離婚の理由別、高額な慰謝料を請求できる9つのポイント

離婚の理由別、高額な慰謝料を請求できる9つのポイント

「こんな人と別れたい。。。」そう考えたら直にでも離婚届をお相手に叩きつけたいもの。でも、ちょっと待って!その前に、少し冷静に考えてみてほしいことがあります。

離婚すると、特に女性は生活、特に経済的な面で苦労しがち。そうならないためにも、慰謝料のことを少し考えてみませんか。実際に一人で生活していくとなると、家賃、光熱費、食費、衣類、通信費、娯楽費など、もろもろを合わせると、月に15万円程度はかかってきます。お子さんがいれば、さらに養育費も別途かかります。そして、すぐに働ければ良いですが、そうそううまい具合に働き口がすぐに見つかるとは限りません。

では、どうするか。そんな時に考えてほしいのが慰謝料です。今回は、これからあなたの生活を不安なく過ごすために、高額な慰謝料を請求するポイントをご紹介します。

 

離婚の理由別、
高額な慰謝料を請求できる9つのポイント

 


慰謝料を請求できる離婚理由

慰謝料とは、不法行為を行った者が被害者に対して支払うものです。離婚においては、一方に不法行為にあたるほどの重要な責任がある場合のみ、慰謝料を請求できます。なので、性格の不一致や、価値観の違いなどでの離婚は慰謝料の請求はできません。不貞行為(浮気・不倫)や、暴力などが慰謝料の請求ができる離婚原因です。

暴力に関しては、暴力に対しての慰謝料と離婚に追い込まれたことに対する慰謝料を請求できます。ですが、それ以外の離婚原因ではよほどの精神的苦痛を負った場合のみ請求できます。請求する際は、慰謝料、財産分与がそれぞれいくらか、という計算よりも合計でいくら、という形での話し合いをするほうが分かりやすいです。

 


離婚後に請求しない

離婚の前にしっかりと調べておかず、後になって請求するとどうなるのでしょう?実は、離婚後の請求には支払わずに済むケースがあるのです。慰謝料にはそもそも請求の時効があり、浮気では慰謝料請求の時効が3年となっております。
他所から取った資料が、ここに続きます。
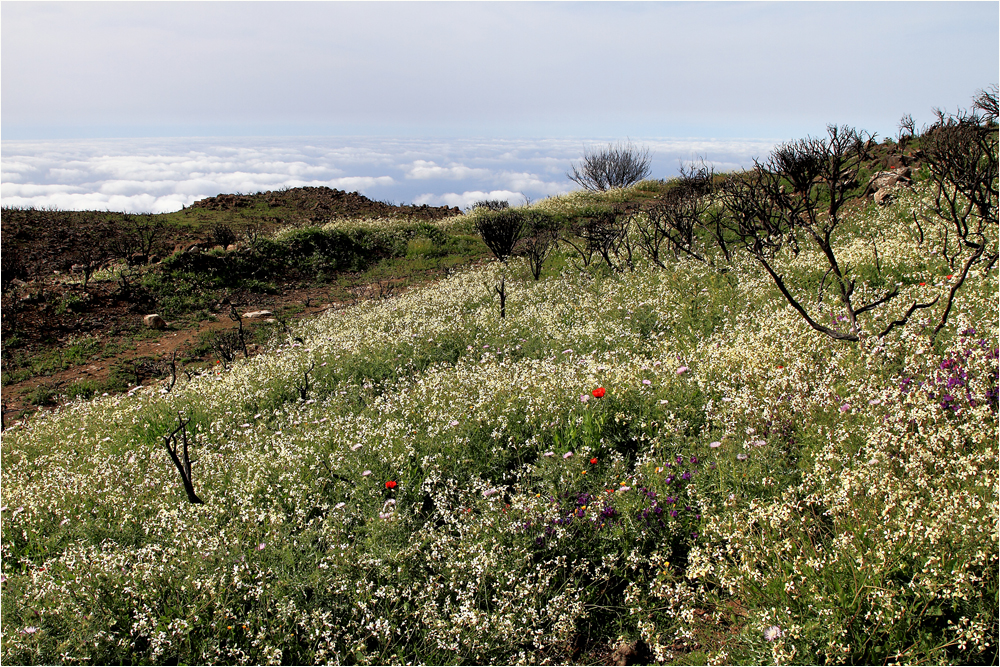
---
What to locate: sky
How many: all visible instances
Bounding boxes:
[0,0,1000,210]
ただし、離婚後に浮気の事実を知った場合はその日から3年となっています。離婚原因が、子供の教育方針の違いや性格の不一致などで別居や離婚の話し合いをしていた、など夫婦関係が浮気以外で破たんしていたことを証明された場合は、慰謝料の支払い義務はありません。

また、請求額があまりにも高額な場合、特に500万円以上の慰謝料はよほど特別な事情がない限り認められません。浮気が原因での離婚の慰謝料でも200〜300万円が相場です。かっとなってあまりにも高額な慰謝料は請求しないようにしましょう。

 


相場を調べる

浮気が原因での離婚の慰謝料の相場は先ほども書きましたが、一般人では200〜300万前後で、多くても500万円程度です。芸能人の離婚などで数千万、という慰謝料が書かれることがありますが、一般人ではそれほど高額な慰謝料は望めません。
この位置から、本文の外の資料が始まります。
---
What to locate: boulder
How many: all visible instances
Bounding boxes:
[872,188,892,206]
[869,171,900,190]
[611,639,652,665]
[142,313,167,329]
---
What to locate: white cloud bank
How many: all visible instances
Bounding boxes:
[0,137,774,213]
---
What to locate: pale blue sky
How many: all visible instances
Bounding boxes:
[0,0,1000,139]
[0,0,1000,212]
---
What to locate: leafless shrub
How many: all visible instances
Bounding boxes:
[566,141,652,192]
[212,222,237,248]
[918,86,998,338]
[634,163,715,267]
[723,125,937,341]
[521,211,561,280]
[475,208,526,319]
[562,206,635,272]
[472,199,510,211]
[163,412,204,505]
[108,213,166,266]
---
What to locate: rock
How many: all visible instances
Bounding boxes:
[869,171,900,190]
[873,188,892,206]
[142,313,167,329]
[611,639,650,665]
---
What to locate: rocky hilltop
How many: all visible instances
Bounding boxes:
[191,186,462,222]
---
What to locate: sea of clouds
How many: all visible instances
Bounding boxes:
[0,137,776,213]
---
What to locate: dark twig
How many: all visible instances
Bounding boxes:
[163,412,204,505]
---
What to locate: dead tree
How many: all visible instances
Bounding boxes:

慰謝料は、「加害者が被害者にしたことで、被害者が精神的・身体的に受けたダメージの大きさによってそれに見合う金銭を支払う」ものです。弁護士に相談して、過去の判例などをもとに自分が受けた被害に対しての額を見積もってもらいましょう。

 


慰謝料の算出に関して調べておく

慰謝料は、浮気や暴力など離婚の原因となるものが一方に責任がある場合のみ発生します。なので、性格の不一致などでは責任はお互いにあるとされ、慰謝料は発生しません。浮気や暴力の証拠がないと裁判で不利になることもあるので、気を付けてください。

慰謝料の算出は、過去の判例などが参考になるので、弁護士に相談してみて、自分の場合はいくらくらいか、ということをある程度聞いておく方がいいです。でないと、興信所の調査費用や裁判時の弁護士費用のほうが高くなってしまう場合があります。

 


浮気による離婚の慰謝料

どちらかが有責の離婚で一番多いのは浮気でしょう。浮気での離婚の場合は一方に責任がある、ということが言えるので興信所やメールなど、証拠を集めていつでも提出できるようにしておかなければなりません。
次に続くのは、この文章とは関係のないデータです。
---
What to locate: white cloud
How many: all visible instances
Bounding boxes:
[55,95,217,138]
ですが、この場合は注意が必要です。結婚生活が破たんした後の不倫は、「不倫が原因の離婚」とはなりません。性格の不一致が先だった、ということになると慰謝料をもらうことができないので、注意してください。

浮気が原因での慰謝料の相場は一般の人で、200〜300万です。ただし、この場合は浮気相手からも慰謝料をもらえます。ですが、浮気した配偶者が浮気相手に結婚していることを言っていなかった場合や、暴力・脅迫によって関係を持ったという場合には浮気相手からの慰謝料はもらえません。

 


暴力を受けた場合の慰謝料

暴力を受けて離婚、という場合は、暴力を受けた事実を証明しなければなりません。ビデオや写真、近所の人を証人にする、ということも可能かもしれませんが、最も簡単なのは医者の診断書です。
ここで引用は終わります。